The strong control on the press paired with our inability to understand Arabic left us blind to the rest of the world. Many things happened that we didn't have the slightest clue about until we went on a business trip or on holiday in the West.
In a way ignorance was bliss. Not knowing what was happening around the world also still had the benefit that you didn't waste your life concerned about things that in reality were completely irrelevant to you, but were merely media stunts to sell news.
Living somewhat isolated also allowed you to value the more personal things like your friends around you, culture (Egypt has abundant), job excellence, hobbies and so on.
A trivial example: We became experts in Rubick's cube always starting from a randomly messed up state. We got it down to a fine art always hovering at the 25-30 seconds mark until Johnny Heilvang suddenly hit 14 seconds. That's when we gave up -it simply could not be beat.
Like all other expats we frequented the famous Cairo "souk", the bazaar called Khan el-Khalili. The store owners were quick to spot us as residents and not tourists.
They would make special efforts to invite us in for tea or coffee and not push their trinkets on to us too heavily.

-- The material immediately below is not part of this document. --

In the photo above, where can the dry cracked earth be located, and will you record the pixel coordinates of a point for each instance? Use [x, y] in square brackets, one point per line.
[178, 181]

They were smart: They realized that we would bring innumerous visitors with us in the future and by befriending us they increased their opportunity for future revenue. And right they were.
But the joke was on us: The price we paid for a given item when we had just arrived was almost the same as we paid when we left five years later!
Being a resident there was ample opportunity to go on quick excursions to Egypt's tourist spots apart from Cairo and the Gizah pyramids. This pictures on this page are dedicated to exactly that.
A quarter of a century has passed since I left Egypt. And I never returned -not even as a simple tourist. What do I miss most?
First, the people, the colleagues and the friendship. We were isolated and in it together with little "escape" possibilities.
Second, Egypt's culture is incredibly rich and a visit once in your life is strongly recommended. Living there offered abundant opportunities to experience all the fantastic sights that tourists never had time to see.
And, finally, one of my favorites. On a weekend going to a small stable close to the Gizah plateau in the dark of the night, traverse on horseback the still sleepy farming villages lodged at the border between the fertile Nile valley and bare desert, cross an hour into the desert and then head back towards Gizah.
The only sound is the pounding of the horse hooves against the stone desert surface and then, the sun rises over the horizon behind the Gizah pyramids. You stop and just sit there staring at the marvelous sight without a word spoken.
There is little evidence from the previous pages that I ever visited the famous places in Egypt like Valley of the Kings, valley of the Queens, Karnak and Luxor temples, the colossi of Memnon, etc.
I have concentrated on photos of these famous places with my friends and family since the sights themselves are easily available in innumerous books in far better quality than my early 1980's photos.
I am particularly proud of my photos from the tomb of Sen-Nedjem (app. 1292 BC.). He was no pharaoh, but a nobleman. His tomb is located in the less heard of Valley of the Nobles at Thebes.
Sen-Nedjem's tomb was not accessible, but our guide fetched the tomb keeper from the nearby village who unlocked the entrance, inserted a steep ladder and provided light with large metal plates reflecting the sunlight deep into the tomb. What an experience! I am sharing the photos with you on this page.